29. The right to be heard was underscored by the Supreme Court of India in Sangram Singh v Election Tribunal Koteh1955 AIR 425 thus;
“[T]here must be ever present to the mind the fact that our laws of procedure are grounded on a principle of natural justice which requires that men should not be condemned unheard, that decisions should not be reached behind their backs, that proceedings that affect their lives and property should not continue in their absence and that they should not be precluded from participating in them. Of course, there must be exceptions and where they are clearly defined they must be given effect to. But taken by and large, and subject to that proviso, our laws of procedure should be construed, wherever that is reasonably possible, in the light of that principle.”

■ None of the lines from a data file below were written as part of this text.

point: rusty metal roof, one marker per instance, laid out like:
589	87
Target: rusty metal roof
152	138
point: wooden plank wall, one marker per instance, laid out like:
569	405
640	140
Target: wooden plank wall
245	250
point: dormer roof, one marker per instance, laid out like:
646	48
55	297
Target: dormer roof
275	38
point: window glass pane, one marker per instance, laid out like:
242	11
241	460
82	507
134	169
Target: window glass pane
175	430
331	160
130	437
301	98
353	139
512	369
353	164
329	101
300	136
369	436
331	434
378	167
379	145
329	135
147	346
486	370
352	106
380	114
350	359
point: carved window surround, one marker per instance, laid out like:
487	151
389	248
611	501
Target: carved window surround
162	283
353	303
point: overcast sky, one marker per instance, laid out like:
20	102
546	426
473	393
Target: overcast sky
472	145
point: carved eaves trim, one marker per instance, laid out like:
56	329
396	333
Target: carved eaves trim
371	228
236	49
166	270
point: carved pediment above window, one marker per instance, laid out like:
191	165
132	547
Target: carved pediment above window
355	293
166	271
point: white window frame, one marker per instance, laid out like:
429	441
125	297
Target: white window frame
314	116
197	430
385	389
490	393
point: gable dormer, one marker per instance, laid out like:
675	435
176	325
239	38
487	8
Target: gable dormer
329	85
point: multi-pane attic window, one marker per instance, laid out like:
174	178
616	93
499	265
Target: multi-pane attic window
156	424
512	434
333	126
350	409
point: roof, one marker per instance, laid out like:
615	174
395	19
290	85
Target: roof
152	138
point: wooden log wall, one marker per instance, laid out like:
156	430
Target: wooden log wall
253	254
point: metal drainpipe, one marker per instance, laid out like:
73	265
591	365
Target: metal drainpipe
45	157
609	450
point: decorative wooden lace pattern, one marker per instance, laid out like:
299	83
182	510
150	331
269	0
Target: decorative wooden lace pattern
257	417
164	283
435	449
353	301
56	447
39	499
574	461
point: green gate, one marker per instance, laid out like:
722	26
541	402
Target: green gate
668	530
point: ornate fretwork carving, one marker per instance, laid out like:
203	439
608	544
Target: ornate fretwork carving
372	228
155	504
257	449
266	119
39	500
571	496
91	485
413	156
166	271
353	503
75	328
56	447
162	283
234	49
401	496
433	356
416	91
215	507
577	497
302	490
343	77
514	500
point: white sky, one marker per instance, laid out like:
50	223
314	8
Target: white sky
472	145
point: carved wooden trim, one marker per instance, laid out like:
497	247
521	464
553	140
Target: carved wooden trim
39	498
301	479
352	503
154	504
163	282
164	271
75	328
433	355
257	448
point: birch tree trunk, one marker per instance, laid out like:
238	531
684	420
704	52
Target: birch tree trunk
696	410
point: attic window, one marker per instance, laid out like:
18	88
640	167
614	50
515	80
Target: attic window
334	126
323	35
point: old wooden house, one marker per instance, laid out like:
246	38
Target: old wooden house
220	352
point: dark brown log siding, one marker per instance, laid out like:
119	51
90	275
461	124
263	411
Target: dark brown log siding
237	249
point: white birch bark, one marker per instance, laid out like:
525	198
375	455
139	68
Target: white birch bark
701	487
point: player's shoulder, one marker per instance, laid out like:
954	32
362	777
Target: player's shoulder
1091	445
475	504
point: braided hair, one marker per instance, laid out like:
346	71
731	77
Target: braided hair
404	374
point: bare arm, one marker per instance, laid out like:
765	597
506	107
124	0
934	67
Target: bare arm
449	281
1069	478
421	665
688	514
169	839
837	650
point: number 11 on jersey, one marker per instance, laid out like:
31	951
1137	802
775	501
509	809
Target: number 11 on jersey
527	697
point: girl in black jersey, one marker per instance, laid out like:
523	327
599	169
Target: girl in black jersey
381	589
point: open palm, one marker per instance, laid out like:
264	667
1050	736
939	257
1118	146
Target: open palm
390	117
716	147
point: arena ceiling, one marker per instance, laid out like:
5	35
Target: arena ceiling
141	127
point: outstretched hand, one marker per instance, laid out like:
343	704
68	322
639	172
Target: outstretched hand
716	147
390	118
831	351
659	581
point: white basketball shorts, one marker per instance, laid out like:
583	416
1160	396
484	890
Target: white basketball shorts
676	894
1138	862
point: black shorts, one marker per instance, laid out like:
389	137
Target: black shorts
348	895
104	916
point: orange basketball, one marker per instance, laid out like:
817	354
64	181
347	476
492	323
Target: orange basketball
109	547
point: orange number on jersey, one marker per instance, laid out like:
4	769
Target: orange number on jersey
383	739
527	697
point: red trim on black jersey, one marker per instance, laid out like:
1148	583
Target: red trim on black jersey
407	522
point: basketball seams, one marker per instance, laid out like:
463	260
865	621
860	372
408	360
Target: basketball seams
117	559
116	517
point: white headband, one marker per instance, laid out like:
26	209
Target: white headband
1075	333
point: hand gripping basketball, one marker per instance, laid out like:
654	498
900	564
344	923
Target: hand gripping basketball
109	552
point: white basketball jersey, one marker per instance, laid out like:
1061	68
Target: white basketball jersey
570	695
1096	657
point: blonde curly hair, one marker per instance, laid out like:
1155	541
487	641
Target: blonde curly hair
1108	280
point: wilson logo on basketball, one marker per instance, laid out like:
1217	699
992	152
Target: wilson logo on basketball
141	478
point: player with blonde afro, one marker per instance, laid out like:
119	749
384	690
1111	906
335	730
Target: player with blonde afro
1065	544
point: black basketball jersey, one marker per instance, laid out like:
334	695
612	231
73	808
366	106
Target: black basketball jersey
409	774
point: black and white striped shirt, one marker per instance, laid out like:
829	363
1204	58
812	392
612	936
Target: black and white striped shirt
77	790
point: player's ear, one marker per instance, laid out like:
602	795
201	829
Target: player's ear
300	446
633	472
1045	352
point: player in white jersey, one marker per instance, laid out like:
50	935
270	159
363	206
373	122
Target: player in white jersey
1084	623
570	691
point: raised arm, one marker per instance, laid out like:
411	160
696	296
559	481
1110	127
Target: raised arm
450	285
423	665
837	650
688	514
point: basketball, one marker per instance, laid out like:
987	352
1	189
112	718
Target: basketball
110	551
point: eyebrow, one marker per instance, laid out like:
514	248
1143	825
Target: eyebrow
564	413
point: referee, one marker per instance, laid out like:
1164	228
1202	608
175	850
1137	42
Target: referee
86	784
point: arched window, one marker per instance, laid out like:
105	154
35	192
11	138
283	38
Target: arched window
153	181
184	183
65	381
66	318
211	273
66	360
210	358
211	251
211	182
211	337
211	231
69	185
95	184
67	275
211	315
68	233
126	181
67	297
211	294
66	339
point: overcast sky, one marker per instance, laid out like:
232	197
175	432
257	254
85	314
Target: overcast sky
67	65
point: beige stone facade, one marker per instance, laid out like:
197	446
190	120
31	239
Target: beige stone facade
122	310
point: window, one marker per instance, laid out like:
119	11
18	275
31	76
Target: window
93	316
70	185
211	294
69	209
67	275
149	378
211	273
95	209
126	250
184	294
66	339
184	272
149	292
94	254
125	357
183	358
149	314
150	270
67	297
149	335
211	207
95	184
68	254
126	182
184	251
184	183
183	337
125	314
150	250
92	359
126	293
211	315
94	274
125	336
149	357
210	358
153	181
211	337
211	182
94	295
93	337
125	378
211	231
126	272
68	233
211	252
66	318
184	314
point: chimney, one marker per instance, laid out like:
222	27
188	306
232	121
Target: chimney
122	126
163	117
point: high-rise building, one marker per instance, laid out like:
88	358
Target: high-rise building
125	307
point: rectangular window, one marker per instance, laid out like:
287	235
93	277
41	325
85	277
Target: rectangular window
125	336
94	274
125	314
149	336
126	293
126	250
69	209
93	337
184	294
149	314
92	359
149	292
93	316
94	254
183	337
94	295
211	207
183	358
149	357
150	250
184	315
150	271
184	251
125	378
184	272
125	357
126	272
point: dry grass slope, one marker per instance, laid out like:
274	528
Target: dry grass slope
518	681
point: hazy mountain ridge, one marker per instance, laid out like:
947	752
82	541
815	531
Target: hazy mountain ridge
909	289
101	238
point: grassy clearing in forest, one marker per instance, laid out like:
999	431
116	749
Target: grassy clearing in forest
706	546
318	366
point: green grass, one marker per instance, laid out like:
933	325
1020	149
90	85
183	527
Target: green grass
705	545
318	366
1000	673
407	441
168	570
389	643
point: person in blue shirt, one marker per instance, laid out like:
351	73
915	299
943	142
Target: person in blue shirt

30. The impugned default judgment though was not entered because the Applicant had not been served but because the default judgment was entered prematurely. That is before time allowed by the rules of procedure had lapsed. The action deprived the Applicant an opportunity to be heard and was therefore condemned unheard. For the above reasons I am satisfied that the motion has merit and must succeed.
31. Consequently, the application dated 18th January 2019 is hereby allowed. The default judgment entered on 11th January 2019 and all consequential orders set aside. The Defendant/Applicant is granted leave to enter appearance within 15 days from the date of this order and file Defence 15 days thereafter. As the fault was that of the court, each party will bear own costs of the application.
Dated, Signed and Delivered at Kajiado this 28th day of June 2019.